Re: [PATCH v2 05/13] sched: Enable SD_BALANCE_WAKE for asymmetric capacity systems

From: Morten Rasmussen
Date: Mon Jul 11 2016 - 06:35:50 EST

On Mon, Jul 11, 2016 at 12:04:49PM +0200, Peter Zijlstra wrote:
> On Wed, Jun 22, 2016 at 06:03:16PM +0100, Morten Rasmussen wrote:
> > Systems with the SD_ASYM_CPUCAPACITY flag set indicate that sched_groups
> > at this level or below do not include cpus of all capacities available
> > (e.g. group containing little-only or big-only cpus in big.LITTLE
> > systems).
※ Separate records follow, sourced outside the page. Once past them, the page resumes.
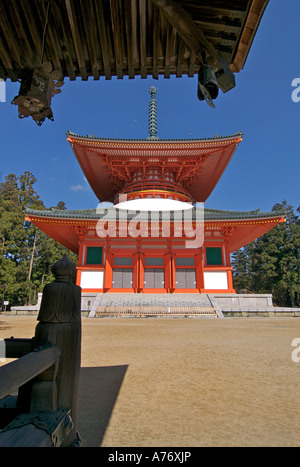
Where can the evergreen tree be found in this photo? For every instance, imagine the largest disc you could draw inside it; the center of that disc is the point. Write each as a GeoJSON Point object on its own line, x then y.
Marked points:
{"type": "Point", "coordinates": [271, 264]}
{"type": "Point", "coordinates": [27, 254]}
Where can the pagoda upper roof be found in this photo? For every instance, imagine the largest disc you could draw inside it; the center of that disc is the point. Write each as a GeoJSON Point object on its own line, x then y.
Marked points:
{"type": "Point", "coordinates": [241, 227]}
{"type": "Point", "coordinates": [160, 140]}
{"type": "Point", "coordinates": [110, 213]}
{"type": "Point", "coordinates": [108, 164]}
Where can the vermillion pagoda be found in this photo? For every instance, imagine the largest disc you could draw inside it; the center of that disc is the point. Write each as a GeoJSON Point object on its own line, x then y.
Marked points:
{"type": "Point", "coordinates": [157, 238]}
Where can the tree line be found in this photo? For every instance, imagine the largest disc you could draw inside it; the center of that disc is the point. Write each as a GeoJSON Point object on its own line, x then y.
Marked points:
{"type": "Point", "coordinates": [27, 254]}
{"type": "Point", "coordinates": [270, 264]}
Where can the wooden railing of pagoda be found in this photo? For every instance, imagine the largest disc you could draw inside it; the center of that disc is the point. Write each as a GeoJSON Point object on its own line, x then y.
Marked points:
{"type": "Point", "coordinates": [163, 311]}
{"type": "Point", "coordinates": [45, 371]}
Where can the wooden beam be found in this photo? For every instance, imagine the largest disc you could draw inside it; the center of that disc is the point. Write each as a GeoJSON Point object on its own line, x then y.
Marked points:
{"type": "Point", "coordinates": [143, 35]}
{"type": "Point", "coordinates": [117, 38]}
{"type": "Point", "coordinates": [76, 39]}
{"type": "Point", "coordinates": [103, 38]}
{"type": "Point", "coordinates": [182, 21]}
{"type": "Point", "coordinates": [130, 35]}
{"type": "Point", "coordinates": [15, 374]}
{"type": "Point", "coordinates": [90, 35]}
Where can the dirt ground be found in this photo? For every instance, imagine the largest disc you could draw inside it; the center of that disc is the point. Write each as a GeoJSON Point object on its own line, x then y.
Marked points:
{"type": "Point", "coordinates": [185, 382]}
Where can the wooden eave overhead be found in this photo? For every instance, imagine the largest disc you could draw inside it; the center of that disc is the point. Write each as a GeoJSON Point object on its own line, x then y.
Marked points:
{"type": "Point", "coordinates": [120, 38]}
{"type": "Point", "coordinates": [237, 228]}
{"type": "Point", "coordinates": [108, 164]}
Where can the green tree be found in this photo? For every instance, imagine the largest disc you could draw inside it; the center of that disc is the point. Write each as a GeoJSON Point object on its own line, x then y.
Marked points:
{"type": "Point", "coordinates": [27, 254]}
{"type": "Point", "coordinates": [271, 264]}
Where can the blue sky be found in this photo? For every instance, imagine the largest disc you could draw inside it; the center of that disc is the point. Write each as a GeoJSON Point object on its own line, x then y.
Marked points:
{"type": "Point", "coordinates": [264, 169]}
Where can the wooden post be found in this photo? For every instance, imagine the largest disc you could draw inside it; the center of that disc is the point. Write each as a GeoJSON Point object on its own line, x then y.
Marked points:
{"type": "Point", "coordinates": [60, 323]}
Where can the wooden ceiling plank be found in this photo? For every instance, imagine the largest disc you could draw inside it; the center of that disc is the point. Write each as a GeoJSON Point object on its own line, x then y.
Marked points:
{"type": "Point", "coordinates": [180, 53]}
{"type": "Point", "coordinates": [169, 42]}
{"type": "Point", "coordinates": [143, 38]}
{"type": "Point", "coordinates": [5, 56]}
{"type": "Point", "coordinates": [103, 38]}
{"type": "Point", "coordinates": [76, 39]}
{"type": "Point", "coordinates": [11, 39]}
{"type": "Point", "coordinates": [188, 30]}
{"type": "Point", "coordinates": [218, 11]}
{"type": "Point", "coordinates": [90, 35]}
{"type": "Point", "coordinates": [192, 64]}
{"type": "Point", "coordinates": [63, 39]}
{"type": "Point", "coordinates": [116, 26]}
{"type": "Point", "coordinates": [36, 36]}
{"type": "Point", "coordinates": [50, 40]}
{"type": "Point", "coordinates": [130, 36]}
{"type": "Point", "coordinates": [156, 29]}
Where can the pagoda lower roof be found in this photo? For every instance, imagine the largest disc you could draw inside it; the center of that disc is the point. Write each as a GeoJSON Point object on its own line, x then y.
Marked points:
{"type": "Point", "coordinates": [239, 227]}
{"type": "Point", "coordinates": [198, 164]}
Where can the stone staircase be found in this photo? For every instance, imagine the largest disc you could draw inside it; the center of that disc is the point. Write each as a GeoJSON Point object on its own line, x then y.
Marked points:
{"type": "Point", "coordinates": [152, 305]}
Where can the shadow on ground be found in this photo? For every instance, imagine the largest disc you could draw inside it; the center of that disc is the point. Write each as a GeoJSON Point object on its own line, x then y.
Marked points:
{"type": "Point", "coordinates": [98, 392]}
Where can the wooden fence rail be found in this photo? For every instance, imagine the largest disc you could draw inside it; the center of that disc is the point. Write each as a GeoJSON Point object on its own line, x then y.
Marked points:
{"type": "Point", "coordinates": [19, 372]}
{"type": "Point", "coordinates": [46, 370]}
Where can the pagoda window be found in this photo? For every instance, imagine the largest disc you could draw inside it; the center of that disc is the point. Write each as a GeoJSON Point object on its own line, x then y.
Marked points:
{"type": "Point", "coordinates": [94, 255]}
{"type": "Point", "coordinates": [122, 278]}
{"type": "Point", "coordinates": [185, 278]}
{"type": "Point", "coordinates": [189, 261]}
{"type": "Point", "coordinates": [214, 256]}
{"type": "Point", "coordinates": [123, 261]}
{"type": "Point", "coordinates": [154, 278]}
{"type": "Point", "coordinates": [151, 261]}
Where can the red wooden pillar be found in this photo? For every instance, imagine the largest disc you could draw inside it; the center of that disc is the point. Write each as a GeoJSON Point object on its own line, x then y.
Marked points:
{"type": "Point", "coordinates": [108, 271]}
{"type": "Point", "coordinates": [229, 270]}
{"type": "Point", "coordinates": [199, 270]}
{"type": "Point", "coordinates": [80, 262]}
{"type": "Point", "coordinates": [141, 271]}
{"type": "Point", "coordinates": [168, 271]}
{"type": "Point", "coordinates": [135, 272]}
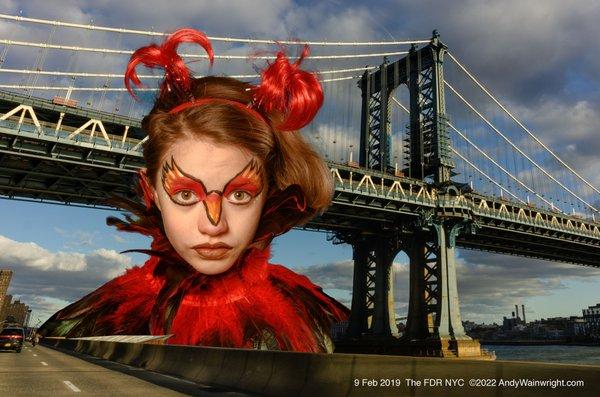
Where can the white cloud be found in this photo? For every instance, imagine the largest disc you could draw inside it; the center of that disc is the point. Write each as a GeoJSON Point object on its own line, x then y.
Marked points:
{"type": "Point", "coordinates": [47, 280]}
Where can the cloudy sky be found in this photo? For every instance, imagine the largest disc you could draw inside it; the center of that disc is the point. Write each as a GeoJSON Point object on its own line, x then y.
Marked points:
{"type": "Point", "coordinates": [539, 57]}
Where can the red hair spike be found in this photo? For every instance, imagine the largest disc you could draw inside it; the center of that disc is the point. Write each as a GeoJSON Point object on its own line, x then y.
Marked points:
{"type": "Point", "coordinates": [177, 74]}
{"type": "Point", "coordinates": [287, 89]}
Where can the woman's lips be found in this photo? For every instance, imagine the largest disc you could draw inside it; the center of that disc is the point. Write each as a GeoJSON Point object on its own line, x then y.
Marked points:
{"type": "Point", "coordinates": [212, 251]}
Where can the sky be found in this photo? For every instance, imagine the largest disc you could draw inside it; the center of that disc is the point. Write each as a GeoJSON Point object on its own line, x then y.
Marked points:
{"type": "Point", "coordinates": [539, 57]}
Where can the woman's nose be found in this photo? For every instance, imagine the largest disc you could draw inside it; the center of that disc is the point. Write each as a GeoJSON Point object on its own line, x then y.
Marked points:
{"type": "Point", "coordinates": [212, 220]}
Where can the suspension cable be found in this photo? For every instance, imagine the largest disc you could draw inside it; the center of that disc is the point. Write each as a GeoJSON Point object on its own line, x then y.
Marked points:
{"type": "Point", "coordinates": [487, 157]}
{"type": "Point", "coordinates": [225, 39]}
{"type": "Point", "coordinates": [516, 148]}
{"type": "Point", "coordinates": [117, 89]}
{"type": "Point", "coordinates": [204, 56]}
{"type": "Point", "coordinates": [520, 124]}
{"type": "Point", "coordinates": [502, 188]}
{"type": "Point", "coordinates": [148, 76]}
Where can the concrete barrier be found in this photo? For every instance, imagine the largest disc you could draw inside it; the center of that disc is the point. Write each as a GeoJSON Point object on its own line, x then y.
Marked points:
{"type": "Point", "coordinates": [273, 373]}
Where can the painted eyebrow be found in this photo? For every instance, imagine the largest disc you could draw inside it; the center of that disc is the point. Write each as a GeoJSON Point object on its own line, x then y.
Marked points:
{"type": "Point", "coordinates": [174, 179]}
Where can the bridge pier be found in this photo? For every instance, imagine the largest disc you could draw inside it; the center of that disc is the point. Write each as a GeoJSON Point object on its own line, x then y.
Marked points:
{"type": "Point", "coordinates": [372, 297]}
{"type": "Point", "coordinates": [434, 325]}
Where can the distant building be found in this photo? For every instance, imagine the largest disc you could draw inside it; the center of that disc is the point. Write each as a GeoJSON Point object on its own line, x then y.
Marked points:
{"type": "Point", "coordinates": [338, 330]}
{"type": "Point", "coordinates": [550, 328]}
{"type": "Point", "coordinates": [575, 328]}
{"type": "Point", "coordinates": [591, 319]}
{"type": "Point", "coordinates": [5, 276]}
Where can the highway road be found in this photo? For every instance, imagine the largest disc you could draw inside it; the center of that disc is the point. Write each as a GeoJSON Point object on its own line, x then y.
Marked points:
{"type": "Point", "coordinates": [43, 371]}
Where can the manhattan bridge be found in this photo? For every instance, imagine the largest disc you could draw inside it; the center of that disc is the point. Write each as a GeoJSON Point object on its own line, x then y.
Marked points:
{"type": "Point", "coordinates": [425, 159]}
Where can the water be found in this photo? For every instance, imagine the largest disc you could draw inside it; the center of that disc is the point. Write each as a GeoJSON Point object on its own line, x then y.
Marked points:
{"type": "Point", "coordinates": [589, 355]}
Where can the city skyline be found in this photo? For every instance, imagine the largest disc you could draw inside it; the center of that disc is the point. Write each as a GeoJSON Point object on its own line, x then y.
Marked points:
{"type": "Point", "coordinates": [61, 253]}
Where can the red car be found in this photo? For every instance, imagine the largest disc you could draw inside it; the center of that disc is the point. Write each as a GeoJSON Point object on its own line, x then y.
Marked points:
{"type": "Point", "coordinates": [12, 338]}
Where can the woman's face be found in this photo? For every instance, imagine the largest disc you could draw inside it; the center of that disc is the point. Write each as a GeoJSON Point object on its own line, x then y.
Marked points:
{"type": "Point", "coordinates": [211, 198]}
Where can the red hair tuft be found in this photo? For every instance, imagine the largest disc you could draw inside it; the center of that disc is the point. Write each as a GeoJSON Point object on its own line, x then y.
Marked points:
{"type": "Point", "coordinates": [287, 89]}
{"type": "Point", "coordinates": [177, 74]}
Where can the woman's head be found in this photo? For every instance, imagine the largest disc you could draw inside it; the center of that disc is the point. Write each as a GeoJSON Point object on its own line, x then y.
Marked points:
{"type": "Point", "coordinates": [214, 157]}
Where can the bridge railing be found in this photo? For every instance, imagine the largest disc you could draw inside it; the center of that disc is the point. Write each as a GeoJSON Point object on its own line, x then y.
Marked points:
{"type": "Point", "coordinates": [48, 131]}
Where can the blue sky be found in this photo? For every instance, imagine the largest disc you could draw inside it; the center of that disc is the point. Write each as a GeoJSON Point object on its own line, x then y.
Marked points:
{"type": "Point", "coordinates": [539, 57]}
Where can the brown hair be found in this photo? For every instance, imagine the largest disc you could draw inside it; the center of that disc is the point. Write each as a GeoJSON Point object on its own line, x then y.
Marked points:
{"type": "Point", "coordinates": [287, 158]}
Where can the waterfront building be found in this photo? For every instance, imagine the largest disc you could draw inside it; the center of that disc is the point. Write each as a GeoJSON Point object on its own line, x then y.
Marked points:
{"type": "Point", "coordinates": [591, 318]}
{"type": "Point", "coordinates": [575, 327]}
It is therefore necessary to put in more effort in finding an
> > appropriate cpu at task wake-up by enabling balancing at wake-up
> > --- a/kernel/sched/core.c
> > +++ b/kernel/sched/core.c
> > @@ -6397,6 +6397,9 @@ sd_init(struct sched_domain_topology_level *tl, int cpu)
> > * Convert topological properties into behaviour.
> > */
> >
> > + if (sd->flags & SD_ASYM_CPUCAPACITY)
> > + sd->flags |= SD_BALANCE_WAKE;
> > +
> So I'm a bit confused on the exact requirements for this; as also per
> the previous patch.
> Should all sched domains get BALANCE_WAKE if one (typically the top)
> domain has ASYM_CAP set?
> The previous patch set it on the actual asym one and one below that, but
> what if there's more levels below that? Imagine ARM gaining SMT or
> somesuch. Should not then that level also get BALANCE_WAKE in order to
> 'correctly' place light/heavy tasks?
> IOW, are you trying to fudge the behaviour semantics by creating 'weird'
> ASYM_CAP rules instead of having a more complex behaviour rule here?

That is one possible way of describing it :-)

The proposed semantic is to set ASYM_CAP at all levels starting from the
bottom up until you have sched_groups containing all types of cpus
available in the system, or reach the top level.

The fundamental reason for this weird semantics is that we somehow need
to know at the lower levels, which may be capacity symmetric, if we need
to consider balancing at a higher level to see the asymmetry or not.

If the flag isn't set bottom up we need some other way of knowing if the
system is asymmetric, or we would have to go look for the flag further
up the sched_domain hierarchy each time.

I'm not saying this is the perfect solution, I'm happy to discuss

The example in the previous patch has the flag set on both levels, as we
have two clusters of different cpus and therefore have to go to the top
so 'see' all the types of cpus we have in the system.

If you add SMT, you would add a third level at the bottom with
ASYM_CAP set as well as you still have to balance at top level to have
the full range of choice of cpu type.

Should someone build a system with multiple big.LITTLE cluster pairs and
essentially add another sched_domain level on top, then that level
should _not_ have the ASYM_CAP flag set. The sched_groups at this level
would span both big and little cpus of the cluster pair so there is
little reason to expand the search scope at wake-up further.

I hope that makes sense.